Floods that have devastated Pakistan could be a sign of the future as climate change brings greater extremes of weather to the region.
While climate scientists say single flooding events can't be directly blamed on global warming, more intense droughts and floods could be in the forecast for the future.
And for Pakistan's 160 million people, many already facing regular droughts and floods, that could cost more lives and threaten cotton, wheat and rice crops and infrastructure.
It could also add to the security challenges in what is already one of the world's poorest and volatile nations that is battling Islamic militancy. The government has been heavily criticised over its poor response to the crisis.
Scientists say Pakistan could also suffer in the long-term from declining amounts of meltwater from glaciers feeding the Indus River, which is nation's life-blood.
For the current floods, rainfall of about 400 millimetres (16 inches) in mountainous areas in the far north of Pakistan and adjoining parts of Afghanistan between July 28 and 29 triggered a torrent of water down the Indus and Kabul Rivers.
"That was a record," said Qamar-uz-Zaman Chaudhry, director-general of the Pakistan Meteorological Department.
"The only explanation can be the link to climate change. Because that area very rarely receives monsoon rains," he told Reuters, pointing to the risk of the monsoon belt shifting as well as changes in the intensity of the monsoon.
He said the current floods could also be blamed to some degree on deforestation and more people living in flood-prone areas as the population keeps growing.
Pakistan has lost vast areas of forest over the past few decades, while overgrazing often strips degraded land of whatever plant cover is left. The government has set a target to boost forest cover from 5.2% to 6% by 2014.
Climate scientists say it is much easier to link climate change and heatwaves such as the one that has triggered wildfires and wiped out wheat crops in Russia.
"Floods are harder to pin down," said leading Australian climate scientist Neville Nicholls.
"We expect changes in precipitation but the science to actually to attribute those to global warming hasn't been done yet," Nicholls, of Monash University in Melbourne, said.
He also pointed to the global climate moving from an El Nino to a La Nina, a natural swing in sea surface temperatures in the Pacific Ocean that can trigger drought in Australia and Southeast Asia and then floods, as well affecting South Asia monsoon.
"In parts of the world, that sequence does lead to really quite strange, anomalous rainfall," he said.
Indian experts point to evidence of rising temperatures in the Himalayas and more intense rainfall events.
"No one can say for sure that this is all related to climate change, but yes there is circumstantial evidence that over (the last) 20 years very heavy rainfall events have drastically increased," Bishwajit Mukhopadhyay, deputy director-general of meteorology at the India Meteorological Department, told Reuters.
Scientists say nations will need to start adapting to climate change impacts such as more intensive droughts and floods but poorer nations with limited cash face the toughest challenge.

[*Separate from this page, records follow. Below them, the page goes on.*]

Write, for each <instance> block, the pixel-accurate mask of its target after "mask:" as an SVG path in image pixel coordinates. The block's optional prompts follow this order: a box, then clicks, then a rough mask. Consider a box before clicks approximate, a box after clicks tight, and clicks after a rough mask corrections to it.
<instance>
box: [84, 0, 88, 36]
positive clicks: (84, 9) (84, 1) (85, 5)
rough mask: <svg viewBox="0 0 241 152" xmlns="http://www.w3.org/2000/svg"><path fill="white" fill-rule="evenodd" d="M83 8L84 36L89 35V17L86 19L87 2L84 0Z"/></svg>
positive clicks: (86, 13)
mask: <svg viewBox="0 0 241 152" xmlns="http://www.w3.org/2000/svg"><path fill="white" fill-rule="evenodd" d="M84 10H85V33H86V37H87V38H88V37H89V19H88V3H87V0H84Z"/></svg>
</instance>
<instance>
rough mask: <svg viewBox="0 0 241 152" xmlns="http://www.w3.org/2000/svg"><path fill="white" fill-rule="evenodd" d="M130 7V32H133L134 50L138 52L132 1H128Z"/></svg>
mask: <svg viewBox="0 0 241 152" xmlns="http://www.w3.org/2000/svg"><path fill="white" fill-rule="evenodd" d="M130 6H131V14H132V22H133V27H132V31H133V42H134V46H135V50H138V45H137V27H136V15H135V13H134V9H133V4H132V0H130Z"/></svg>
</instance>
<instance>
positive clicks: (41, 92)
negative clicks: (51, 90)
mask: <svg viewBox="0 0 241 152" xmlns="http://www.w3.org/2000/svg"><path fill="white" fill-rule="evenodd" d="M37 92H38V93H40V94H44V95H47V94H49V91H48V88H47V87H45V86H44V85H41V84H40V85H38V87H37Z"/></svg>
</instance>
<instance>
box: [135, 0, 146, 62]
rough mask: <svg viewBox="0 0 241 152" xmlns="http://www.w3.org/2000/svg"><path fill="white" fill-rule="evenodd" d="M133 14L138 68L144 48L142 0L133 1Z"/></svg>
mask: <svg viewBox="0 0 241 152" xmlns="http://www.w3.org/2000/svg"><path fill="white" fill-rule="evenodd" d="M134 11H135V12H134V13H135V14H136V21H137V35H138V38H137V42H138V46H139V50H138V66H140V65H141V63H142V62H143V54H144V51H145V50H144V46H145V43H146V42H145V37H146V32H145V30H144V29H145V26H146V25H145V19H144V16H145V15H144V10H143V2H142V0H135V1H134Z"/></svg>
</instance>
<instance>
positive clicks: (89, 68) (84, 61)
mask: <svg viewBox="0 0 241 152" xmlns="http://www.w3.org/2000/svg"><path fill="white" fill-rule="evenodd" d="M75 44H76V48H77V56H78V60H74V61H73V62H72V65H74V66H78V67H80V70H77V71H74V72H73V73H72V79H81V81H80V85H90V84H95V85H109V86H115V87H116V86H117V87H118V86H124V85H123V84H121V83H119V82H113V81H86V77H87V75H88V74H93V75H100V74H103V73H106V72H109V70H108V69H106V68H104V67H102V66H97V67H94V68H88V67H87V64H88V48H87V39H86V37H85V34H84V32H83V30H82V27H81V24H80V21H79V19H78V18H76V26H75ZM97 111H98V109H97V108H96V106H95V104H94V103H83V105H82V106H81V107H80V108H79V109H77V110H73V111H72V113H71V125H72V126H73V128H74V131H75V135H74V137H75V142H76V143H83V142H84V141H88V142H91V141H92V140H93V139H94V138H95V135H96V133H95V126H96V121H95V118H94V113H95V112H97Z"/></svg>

Pakistan, like any flood-prone country, needed early warning systems, better storage of drinking water, even to move people from vulnerable areas, said Andrew Ash, who leads a climate adaption programme for Australia's state-funded research body the CSIRO.
"There are definite limits to adaptation. We often talk about adaptation as if we can adapt our way out of trouble," he told Reuters. "But these sorts of events highlight that we can't adapt our way out of all the impacts of climate change."
Pakistani food expert Abid Suleri, executive director of the Sustainable Development Policy Institute, said the country would need to work on seed varieties to adapt to climate change.